別の実験では、時間帯による運動パフォーマンスの変動を調べているのですが、その実験では、起床してから8時間後にパフォーマンスがピークに達するという結果が得られていました。この結果から、運動パフォーマンスの変化はミトコンドリアの酸化能力が変化することで生じたのではないかと考えられます。

それでは、ミトコンドリアの酸化能力は、一体どうして1日の中で変動したのでしょうか。その原因を探るためミトコンドリアの形態を調べました。

ミトコンドリアは、フレキシブルな器官で、常に他のミトコンドリアとくっついたり分裂したりしています。そしてストレスを受けた部分は、使えないので、ゴミ箱に捨てるように分解されます。こうしたミトコンドリアの融合と分解は、様々な酵素により起こるのですが、この酵素活性が概日リズムを示していることが分かりました。

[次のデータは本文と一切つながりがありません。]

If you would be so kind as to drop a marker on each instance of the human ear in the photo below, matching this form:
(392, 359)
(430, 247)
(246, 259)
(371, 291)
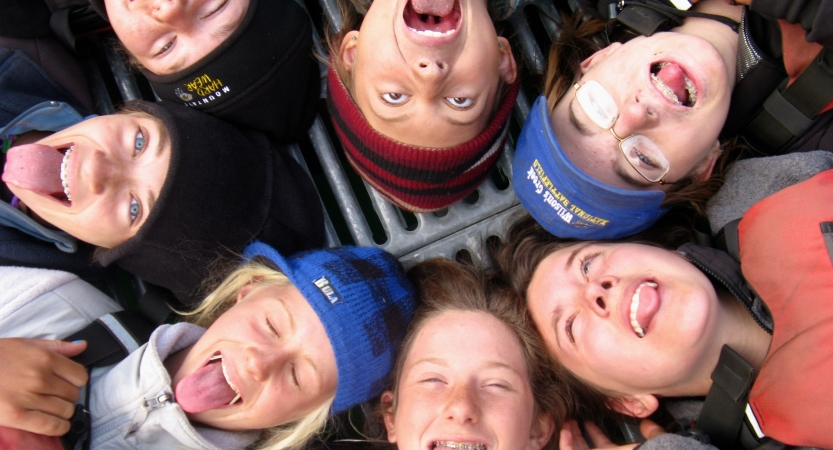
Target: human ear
(640, 406)
(506, 61)
(541, 432)
(387, 412)
(349, 45)
(598, 57)
(704, 170)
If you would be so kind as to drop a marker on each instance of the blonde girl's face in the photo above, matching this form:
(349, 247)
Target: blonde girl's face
(272, 350)
(104, 188)
(475, 392)
(427, 80)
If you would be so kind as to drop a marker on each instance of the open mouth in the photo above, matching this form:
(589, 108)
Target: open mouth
(42, 169)
(207, 388)
(219, 357)
(433, 18)
(457, 445)
(647, 310)
(64, 182)
(673, 83)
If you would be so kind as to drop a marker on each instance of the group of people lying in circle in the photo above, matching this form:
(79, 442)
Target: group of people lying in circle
(655, 248)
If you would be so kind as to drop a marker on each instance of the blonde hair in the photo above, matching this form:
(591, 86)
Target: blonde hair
(294, 435)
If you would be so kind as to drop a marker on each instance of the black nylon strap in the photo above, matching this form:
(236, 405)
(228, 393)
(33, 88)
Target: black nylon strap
(723, 412)
(103, 347)
(827, 233)
(789, 114)
(727, 239)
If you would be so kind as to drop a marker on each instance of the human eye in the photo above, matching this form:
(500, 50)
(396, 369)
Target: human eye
(139, 142)
(165, 47)
(135, 209)
(644, 159)
(460, 103)
(584, 263)
(395, 98)
(568, 328)
(272, 328)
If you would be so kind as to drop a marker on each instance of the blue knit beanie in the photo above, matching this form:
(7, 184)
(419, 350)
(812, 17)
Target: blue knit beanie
(364, 302)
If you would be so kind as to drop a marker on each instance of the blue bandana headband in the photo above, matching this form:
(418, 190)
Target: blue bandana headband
(566, 201)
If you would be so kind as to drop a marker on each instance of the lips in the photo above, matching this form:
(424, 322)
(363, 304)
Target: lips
(673, 83)
(445, 444)
(433, 22)
(639, 305)
(42, 169)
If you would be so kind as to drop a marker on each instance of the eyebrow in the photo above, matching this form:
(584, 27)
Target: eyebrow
(177, 65)
(584, 131)
(573, 255)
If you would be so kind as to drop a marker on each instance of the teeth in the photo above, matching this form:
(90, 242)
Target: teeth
(459, 445)
(635, 307)
(64, 173)
(225, 375)
(431, 33)
(669, 93)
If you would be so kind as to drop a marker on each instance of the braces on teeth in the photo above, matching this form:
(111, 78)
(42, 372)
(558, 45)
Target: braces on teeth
(431, 33)
(689, 87)
(459, 446)
(64, 173)
(635, 307)
(225, 375)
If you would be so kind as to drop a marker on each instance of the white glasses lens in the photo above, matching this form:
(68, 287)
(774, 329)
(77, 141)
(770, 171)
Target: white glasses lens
(645, 157)
(597, 103)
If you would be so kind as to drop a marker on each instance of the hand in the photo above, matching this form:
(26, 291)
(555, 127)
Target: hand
(571, 438)
(40, 384)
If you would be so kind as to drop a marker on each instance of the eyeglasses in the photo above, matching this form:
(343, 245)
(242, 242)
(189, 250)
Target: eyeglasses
(642, 153)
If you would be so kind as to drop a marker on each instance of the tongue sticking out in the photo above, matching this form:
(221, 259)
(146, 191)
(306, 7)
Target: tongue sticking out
(648, 305)
(34, 167)
(204, 389)
(673, 76)
(439, 8)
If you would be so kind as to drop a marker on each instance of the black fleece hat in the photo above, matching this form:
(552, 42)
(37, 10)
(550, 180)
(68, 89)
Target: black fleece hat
(263, 76)
(224, 187)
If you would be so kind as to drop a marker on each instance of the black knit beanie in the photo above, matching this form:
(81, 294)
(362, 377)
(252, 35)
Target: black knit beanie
(224, 187)
(263, 76)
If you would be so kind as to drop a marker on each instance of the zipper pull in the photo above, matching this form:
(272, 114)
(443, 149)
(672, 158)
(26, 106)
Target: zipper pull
(151, 403)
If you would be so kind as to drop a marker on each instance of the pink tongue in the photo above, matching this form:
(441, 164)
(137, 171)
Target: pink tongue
(673, 77)
(440, 8)
(204, 389)
(648, 305)
(34, 167)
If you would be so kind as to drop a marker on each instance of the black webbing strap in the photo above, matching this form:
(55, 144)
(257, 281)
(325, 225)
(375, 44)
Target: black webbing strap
(106, 346)
(789, 114)
(827, 234)
(723, 412)
(727, 239)
(647, 16)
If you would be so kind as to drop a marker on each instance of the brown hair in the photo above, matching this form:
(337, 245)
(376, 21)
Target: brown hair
(580, 39)
(527, 244)
(444, 286)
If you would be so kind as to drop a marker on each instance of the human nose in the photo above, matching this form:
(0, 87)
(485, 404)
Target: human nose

これらだけでは、確実なことは言えませんが、どうやらミトコンドリアの融合と分解のバランスが変わることがミトコンドリアの酸化能力の変動と関連しているようです。

さらに、CryがPPARδという、脂質代謝に関連するタンパク質の働きを阻害することで、運動中の脂肪の利用を減らすということも報告されています。運動中に脂肪が使えないと、運動中のメインとなるエネルギー源であるグリコーゲンの利用が高まり、すぐにグリコーゲンが枯渇するので長時間の運動を行う際には不利になります。こうしたことも時間による運動パフォーマンスの変動と関連しています。

パフォーマンスのピークの時間も変動する?!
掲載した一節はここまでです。